Bernard Richard has released a letter he sent to Minister of Children and Family Development Katrine Conroy in which he described his “grave concerns” about contracted residential resources for children and youth in care.
“The time has come to express in very strong words that the ministry is failing in its very important responsibility to the most vulnerable children in British Columbia,” Richard said in an interview.
He wrote in the letter that he was shocked to learn that 18 children and youth recently had to be relocated from a Lower Mainland residential agency because a youth claimed a staff member was gang-affiliated, took youth on drug drops, smoked marijuana with them and offered them cocaine. Neither Richard nor the ministry would name the residential agency due to concerns about identifying youth in care, which is banned under B.C. law.
An investigation by the ministry found only 10 of 33 staff and caregivers at the agency were cleared as risk-free by criminal record checks and other security screening, Richard wrote in the letter. Nine of the workers have since been barred from similar jobs for life, while 13 others are being further screened due to “concerning information,” he wrote.
Sadly, Richard wrote, the incident is not an isolated one. A report by his office in 2017 detailed the tragic death two years earlier of a youth who committed suicide after being placed in a hotel with little in the way of supervision and supports. The ministry had moved the teenager to the hotel after it closed the residential agency where he lived due to problems including inadequate screening of staff, Richard wrote.
In July 2016, the ministry investigated allegations of inappropriate care at another contracted Lower Mainland residential agency. The investigation also found poor qualifications and lack of completed background checks, according to Richard’s letter.
More than 70 kids have been forced to move out of group homes in the past three years, Richard said in the interview.
“The group homes are the placement of last resort and they require caregivers who can actually support very vulnerable children and not the kind of behaviour that we’ve seen again and again,” he said.
Following Richard’s 2017 report, the ministry created a centralized screening hub to review the backgrounds of all staff working at group homes in the province. Nearly half of B.C.’s 96 residential agencies have yet to screen their staff through this hub, Richard said.
Minister Katrine Conroy said she was surprised by the statistic.
“It’s unacceptable,” she told reporters in Victoria. “We need to ensure that anybody who is working with youth has the proper credentials and the proper checks in place. ... That has to happen and it will happen.”

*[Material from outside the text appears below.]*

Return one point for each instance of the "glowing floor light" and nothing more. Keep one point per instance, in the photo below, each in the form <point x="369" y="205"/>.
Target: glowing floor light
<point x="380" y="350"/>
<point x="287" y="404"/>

Effective immediately, no new residential agencies will be opened without the approval of a senior ministry official, she said, and the ministry will review the circumstances of the more than 800 children and youth currently living in group homes. As part of the review, the ministry will develop a new approval process for placing any child or youth in a group home, she said.

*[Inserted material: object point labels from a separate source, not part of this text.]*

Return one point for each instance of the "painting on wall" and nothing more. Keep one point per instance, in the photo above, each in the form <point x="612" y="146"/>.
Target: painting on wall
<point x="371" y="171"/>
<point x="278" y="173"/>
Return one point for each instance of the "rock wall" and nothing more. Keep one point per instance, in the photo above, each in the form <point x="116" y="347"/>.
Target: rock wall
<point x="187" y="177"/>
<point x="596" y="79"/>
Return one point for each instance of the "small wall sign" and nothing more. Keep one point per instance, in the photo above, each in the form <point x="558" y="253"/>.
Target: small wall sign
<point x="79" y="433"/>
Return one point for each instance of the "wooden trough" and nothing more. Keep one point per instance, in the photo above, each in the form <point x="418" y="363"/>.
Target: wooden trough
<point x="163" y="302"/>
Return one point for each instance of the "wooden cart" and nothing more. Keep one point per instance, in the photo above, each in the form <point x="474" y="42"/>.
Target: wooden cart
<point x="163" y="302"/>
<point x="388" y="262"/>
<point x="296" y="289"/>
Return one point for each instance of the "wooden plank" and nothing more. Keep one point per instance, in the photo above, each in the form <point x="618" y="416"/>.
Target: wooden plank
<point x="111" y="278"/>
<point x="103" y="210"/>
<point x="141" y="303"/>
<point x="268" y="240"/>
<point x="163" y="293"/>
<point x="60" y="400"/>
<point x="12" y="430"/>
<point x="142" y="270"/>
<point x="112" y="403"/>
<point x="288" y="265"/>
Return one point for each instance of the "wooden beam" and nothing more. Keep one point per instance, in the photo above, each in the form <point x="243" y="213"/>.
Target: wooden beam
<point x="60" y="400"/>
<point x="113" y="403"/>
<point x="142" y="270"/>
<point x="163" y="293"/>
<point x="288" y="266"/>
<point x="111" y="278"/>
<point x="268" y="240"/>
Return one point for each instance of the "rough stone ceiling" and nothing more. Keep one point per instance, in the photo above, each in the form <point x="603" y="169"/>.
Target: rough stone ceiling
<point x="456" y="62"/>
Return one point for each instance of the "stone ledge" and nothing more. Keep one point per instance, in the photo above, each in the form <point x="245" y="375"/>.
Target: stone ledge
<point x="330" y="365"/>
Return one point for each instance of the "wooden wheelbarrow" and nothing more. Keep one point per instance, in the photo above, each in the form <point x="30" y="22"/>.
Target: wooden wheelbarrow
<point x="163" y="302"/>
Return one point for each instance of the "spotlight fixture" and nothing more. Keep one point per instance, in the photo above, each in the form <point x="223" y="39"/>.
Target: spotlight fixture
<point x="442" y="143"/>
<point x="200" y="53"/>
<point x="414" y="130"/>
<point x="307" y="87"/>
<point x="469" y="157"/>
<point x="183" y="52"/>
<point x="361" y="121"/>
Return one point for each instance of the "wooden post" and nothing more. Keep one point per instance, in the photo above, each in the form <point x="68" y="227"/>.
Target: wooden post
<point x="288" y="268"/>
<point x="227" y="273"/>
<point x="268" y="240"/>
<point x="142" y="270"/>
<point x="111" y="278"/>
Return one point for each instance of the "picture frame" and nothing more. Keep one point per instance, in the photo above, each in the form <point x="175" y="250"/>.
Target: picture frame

“I agree with (Richard) that we need to do a better job,” she said. “I think what people have tried to do is correct the status quo, and I think what we have to do is overhaul the system.”
Richard questioned why the government hadn’t addressed his concerns about group homes sooner and whether he could trust it to follow through. He offered to work with the ministry a year and a half ago on this issue and it refused, he said.
“We’ll monitor what they actually do. I’d rather measure them on outcomes than on promises,” he said. “I’ve learned too many times the promises only go so far.”
The ministry hasn’t put enough resources into the system for a long time, said Rick FitzZaland of the Federation of Community Services, which represents dozens of organizations that provide multiple services including residential care to youth. There aren’t enough foster parents or good-quality group homes, so desperate social workers end up placing children in inadequate and inappropriate residential facilities, he said.
“The answer isn’t just to close those, which needs to be done,” he said. “The answer is to build an adequately resourced, professional appropriate system of care for the children who need that care. And they have not done that.”